Das grundlegende Motiv für dieses Moratorium ist die Sorge um die Einheit der Kirche, die auf der Einheit der Bischöfe in Gemeinschaft und Gehorsam gegenüber Petrus beruht. Die Befürwortung dieses umstrittenen Vorschlags durch einen Episkopat in Schwierigkeiten würde noch mehr Zweifel und Verwirrung unter dem Volk Gottes säen. Angesichts des ökumenischen Szenariums und der durch Kriege zerrütteten weltweiten geopolitischen Lage ist zu erwarten, dass eine weitere Verbreitung dieses Vorschlags die Probleme, die er beheben soll, nicht lösen würde: die massive Abwanderung der Gläubigen aus der Kirche, den Exodus der Jugend, die sogenannten »systemischen Ursachen« des Missbrauchs, die Vertrauenskrise der Gläubigen.
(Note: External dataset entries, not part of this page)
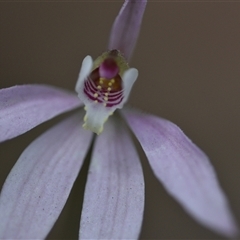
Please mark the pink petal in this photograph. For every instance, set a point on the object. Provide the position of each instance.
(40, 182)
(184, 170)
(114, 195)
(126, 27)
(24, 107)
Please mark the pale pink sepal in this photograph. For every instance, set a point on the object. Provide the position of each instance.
(40, 182)
(26, 106)
(125, 30)
(184, 170)
(114, 195)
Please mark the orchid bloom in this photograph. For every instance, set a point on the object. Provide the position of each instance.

Der größte Mangel dieses Vorschlags ist vielleicht ein gewisser apologetischer Ansatz, der sich auf kulturelle Veränderungen stützt, anstatt auf die erneuerte Verkündigung des Evangeliums. Sie besitzen Gold und Silber, Wissenschaft und weithin anerkanntes Ansehen, und gehen mit allem großzügig um, aber vergessen Sie nicht, kraftvoll und einfach den Glauben an Jesus Christus zu bezeugen, was Ihre Gläubigen dringend erbitten.
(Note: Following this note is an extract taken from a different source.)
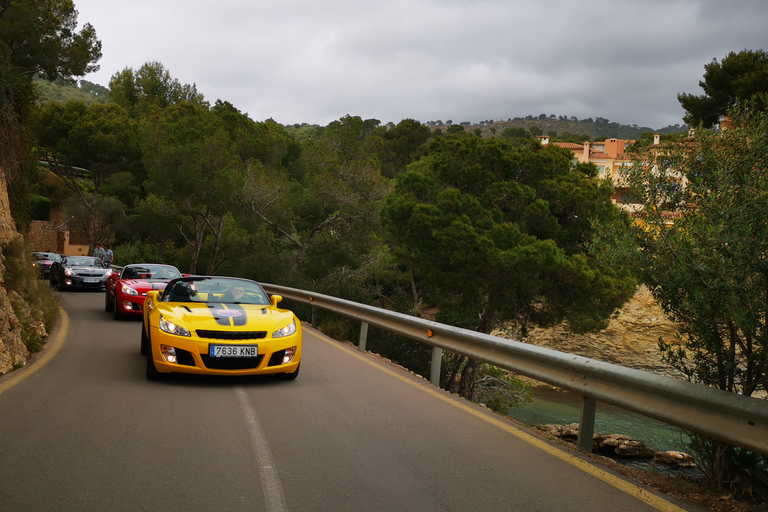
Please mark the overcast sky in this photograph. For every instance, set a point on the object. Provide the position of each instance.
(315, 61)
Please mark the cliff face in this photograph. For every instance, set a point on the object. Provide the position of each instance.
(13, 350)
(631, 339)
Mit dem Beispiel und der Lehre von Papst Franziskus können wir zum Geist der Apostelgeschichte zurückkehren: vor allem Jesus Christus schenken, im Hinblick auf den Wunsch nach Heilung und Bekehrung unseres Volkes und unserer selbst. Wir sollten nicht so tun, als seien kulturelle oder institutionelle Lösungen unverzichtbar, um die Gestalt Jesu glaubwürdig zu machen, auch wenn sie von unvollkommenen Amtsträgern vorgebracht wird, sondern wir sollten auf die göttliche Gnade und Barmherzigkeit vertrauen. Das ist die anfängliche Botschaft von Papst Franziskus, die jetzt aufgegriffen und auf die Überprüfung der Ergebnisse des Synodalen Weges angewendet werden müsste.